You also appreciate the systematic, scrupulous nature of the trials themselves, which combined legalistic punctiliousness with deep moral passion. The guiding spirit of the Nuremberg trials is worth recalling now, in the midst of the continuing argument about how to deal properly with enemies who show nothing but contempt for the norms of liberal society. The Nuremberg answer was to hold onto those norms with a special tenacity, to afford the accused precisely the acknowledgment of humanity that they had denied their victims.
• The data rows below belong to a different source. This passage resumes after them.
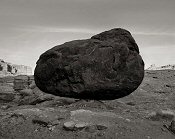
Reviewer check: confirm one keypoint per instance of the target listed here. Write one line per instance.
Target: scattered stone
(26, 92)
(69, 126)
(5, 107)
(80, 125)
(162, 115)
(172, 126)
(101, 127)
(107, 66)
(40, 122)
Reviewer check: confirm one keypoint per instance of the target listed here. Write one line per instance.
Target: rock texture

That they were allowed to defend themselves also meant that they had, in front of the world, to choose whether to admit their depravity, lie about it or try to justify it.
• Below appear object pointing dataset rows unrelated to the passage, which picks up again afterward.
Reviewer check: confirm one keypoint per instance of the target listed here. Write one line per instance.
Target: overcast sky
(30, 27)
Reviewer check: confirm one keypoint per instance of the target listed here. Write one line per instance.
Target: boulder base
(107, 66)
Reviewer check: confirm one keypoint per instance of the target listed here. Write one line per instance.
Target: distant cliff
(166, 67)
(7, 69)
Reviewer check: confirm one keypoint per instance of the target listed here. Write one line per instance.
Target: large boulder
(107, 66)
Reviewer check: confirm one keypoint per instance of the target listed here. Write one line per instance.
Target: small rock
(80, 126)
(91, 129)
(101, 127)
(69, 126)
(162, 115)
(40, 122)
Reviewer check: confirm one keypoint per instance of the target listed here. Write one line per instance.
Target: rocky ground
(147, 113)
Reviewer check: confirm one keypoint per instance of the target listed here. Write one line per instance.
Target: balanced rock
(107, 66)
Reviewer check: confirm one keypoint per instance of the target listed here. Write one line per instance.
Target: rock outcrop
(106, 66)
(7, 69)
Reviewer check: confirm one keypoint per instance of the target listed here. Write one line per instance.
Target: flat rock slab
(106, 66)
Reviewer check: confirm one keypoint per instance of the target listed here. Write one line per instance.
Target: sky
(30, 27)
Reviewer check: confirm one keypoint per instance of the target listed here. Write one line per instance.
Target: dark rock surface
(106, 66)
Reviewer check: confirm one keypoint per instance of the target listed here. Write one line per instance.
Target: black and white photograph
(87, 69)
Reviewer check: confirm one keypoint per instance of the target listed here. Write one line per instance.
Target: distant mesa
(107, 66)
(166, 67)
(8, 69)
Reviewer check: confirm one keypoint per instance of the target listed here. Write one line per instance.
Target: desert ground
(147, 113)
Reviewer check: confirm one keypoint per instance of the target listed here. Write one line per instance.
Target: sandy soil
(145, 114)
The roughness of the document takes some getting used to. There are large gaps in the record, and much of the sound is unsynchronized. Narration read by Liev Schreiber gives the film coherence and drama, but most of that comes from the images themselves.
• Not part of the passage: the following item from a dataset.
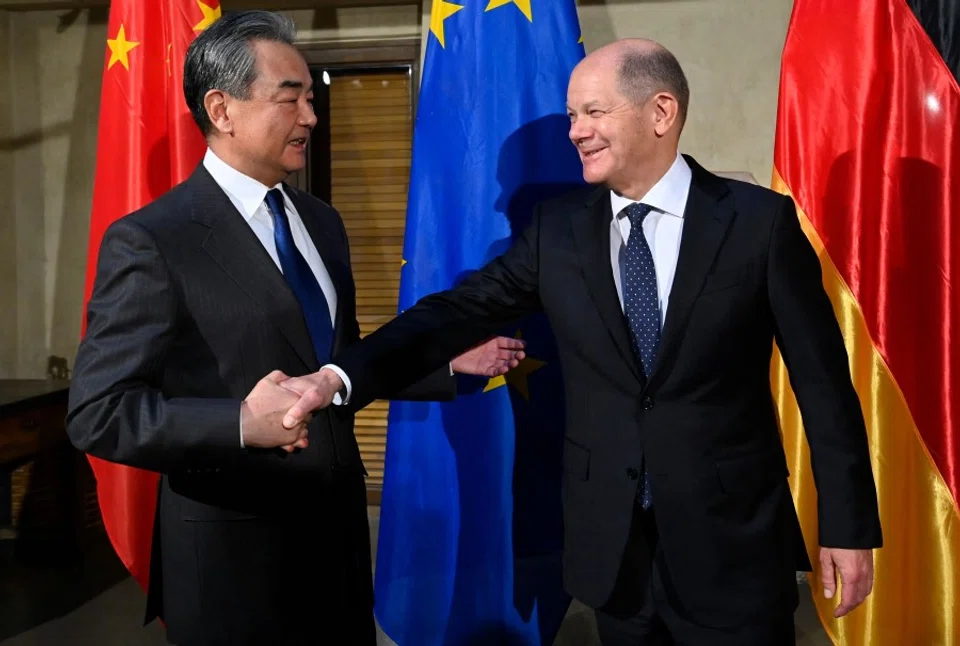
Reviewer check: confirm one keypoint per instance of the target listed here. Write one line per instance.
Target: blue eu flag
(470, 527)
Courtroom scenes — of Hermann Göring, Rudolf Hess, Albert Speer and others in the dock, listening on headphones as their deeds are enumerated and explained; of American, British, French and Soviet prosecutors explicating recent history; of defense lawyers and defendants trying to explain it away — alternate with footage, some taken from Nazi archives, of horrors that still boggle the mind. Emaciated bodies, mass graves, medical experiments — you may think these pictures are familiar, but they arrive with the sickening shock of discovery, and with the anguished question that must have been on many minds in 1945: how did this happen?

The question still awaits an answer, but “Nuremberg” shows that the essential nature of the Nazi regime was never in doubt: the arrogance, the dishonesty, the matter-of-fact embrace of evil. The excuses and second thoughts offered by some of the masterminds of genocide and conquest seem almost grotesquely comical. They wish they had said more, or known more, and they cast blame on the conveniently dead Hitler, Himmler and Goebbels for leading them and the rest of Germany so badly astray.

The verdicts and sentences, read out at the end, are almost anticlimactic, though if your 20th-century history is a little rusty, there is a bit of suspense and surprise. Some of the defendants in the first round of trials were executed, some imprisoned, and a few were acquitted. It may not have been enough — what could have been? — but what this documentary shows, from an unmediated, eyewitness perspective, is how a vital and indispensable principle of humanity was restored.

NUREMBERG

Opens on Wednesday in Manhattan.

Original 1948 film written and directed by Stuart Schulberg; edited by Joseph Zigman; music by Hans-Otto Borgmann; produced by Mr. Schulberg and Pare Lorentz. The 2009 restoration created by Sandra Schulberg and Josh Waletzky; narrated by Liev Schreiber; music reconstructed by John Califra; released by Schulberg Productions and Metropolis Productions. At Film Forum, 209 West Houston Street, west of Avenue of the Americas, South Village. In English and German, with English subtitles. Running time: 1 hour 18 minutes. This film is not rated.